Entonces, nos identificamos con este espacio, creamos una significación de los acontecimientos que van tomando un lugar en nuestra conciencia.
Aprendemos a comportarnos dentro de la ciudad, sabiendo qué hacer (o no) dentro de una lógica ciudadana. Pero aquí la cuestión es preguntarnos de qué manera se forman esas formas no escritas que están generalizadas en la población del D.F. Es decir, ya no nos preguntarnos cómo comportarnos en el metro, en el “pecero”, en el tráfico inevitable a que nos enfrentamos día a día. Estas pautas de comportamiento son aprehendidas socialmente de acuerdo a una dinámica de significación de lo que es ser un ciudadano.

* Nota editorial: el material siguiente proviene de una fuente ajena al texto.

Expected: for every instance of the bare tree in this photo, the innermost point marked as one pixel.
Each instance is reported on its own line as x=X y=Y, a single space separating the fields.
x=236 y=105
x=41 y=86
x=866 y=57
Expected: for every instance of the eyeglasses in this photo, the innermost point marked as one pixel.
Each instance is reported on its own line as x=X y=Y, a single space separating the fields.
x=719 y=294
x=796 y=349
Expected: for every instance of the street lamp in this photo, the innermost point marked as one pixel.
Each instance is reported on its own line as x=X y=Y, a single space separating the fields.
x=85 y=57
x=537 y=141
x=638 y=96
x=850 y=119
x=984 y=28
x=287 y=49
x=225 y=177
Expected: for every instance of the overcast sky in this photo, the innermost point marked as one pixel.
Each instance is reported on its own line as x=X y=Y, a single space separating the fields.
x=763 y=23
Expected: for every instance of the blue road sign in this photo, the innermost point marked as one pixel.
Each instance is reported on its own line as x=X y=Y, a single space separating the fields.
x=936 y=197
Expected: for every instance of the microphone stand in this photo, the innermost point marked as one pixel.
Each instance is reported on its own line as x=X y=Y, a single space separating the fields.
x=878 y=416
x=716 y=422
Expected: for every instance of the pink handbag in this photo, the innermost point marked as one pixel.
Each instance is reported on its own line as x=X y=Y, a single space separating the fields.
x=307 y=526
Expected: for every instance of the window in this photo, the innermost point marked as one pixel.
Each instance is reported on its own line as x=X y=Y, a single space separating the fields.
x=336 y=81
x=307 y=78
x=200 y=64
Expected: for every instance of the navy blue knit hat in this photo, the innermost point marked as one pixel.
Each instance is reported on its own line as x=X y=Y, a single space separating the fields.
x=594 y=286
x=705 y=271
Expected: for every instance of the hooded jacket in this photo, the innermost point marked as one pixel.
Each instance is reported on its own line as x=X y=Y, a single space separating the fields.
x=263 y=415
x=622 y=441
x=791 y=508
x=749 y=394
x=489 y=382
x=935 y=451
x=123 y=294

Por otro lado, normalizamos las cosas que están fuera del deber ser legal, del comportamiento ciudadano reglamentado; lo que significa que vemos como normales los problemas a los que nos enfrentamos diariamente. Sin la intención de caer en una interpretación romántica de una identidad ciudadana, podemos ver cómo un ciudadano experiencia una diversa serie de acontecimientos, de los cuales forma una concepción o una forma de actuar de acuerdo a ellos. Siendo habitante de una de las principales ciudades del mundo, junto con Nueva York y Sao Paolo, es necesario aprender la forma de subirnos al metro a las 7:30 de la mañana en Centro Médico, buscar los medios para llegar a tiempo a nuestro destino. Tomamos como ya dados ciertos problemas y actuamos conforme a esa concepción ya normal del tráfico, del estrés urbano, de la descortesía de los choferes, de los ya clásicos “ayudantes” que nos aturden los oídos con gritos que apelan a informar sobre el destino de la ruta en la que trabajan. Aprendemos a comportarnos en el siempre caótico pero ordenado paso de la calle a los servicios de transporte público; aprendemos a ponernos en primer lugar, a no dejar pasar al coche de al lado, a entrar a empujones al vagón del metro, a irnos parados en la puerta de los camiones. Es esa forma tan especial que tenemos los chilangos de aprehender una realidad caóticamente ordenada. Caótica porque dentro de la lógica del comportamiento ciudadano no debería ser así, pero ordenada al mismo tiempo porque existe en el imaginario colectivo la idea de cómo comportarnos diariamente a esos problemas. Es decir, de acuerdo a esa problemática urbana diaria, confrontamos nuestra experiencia y conformamos nuevos métodos de enfrenarnos a esa realidad ya no caótica, sino ordenada de acuerdo a la idea de que esos problemas ya son normales, ya son lo cotidiano.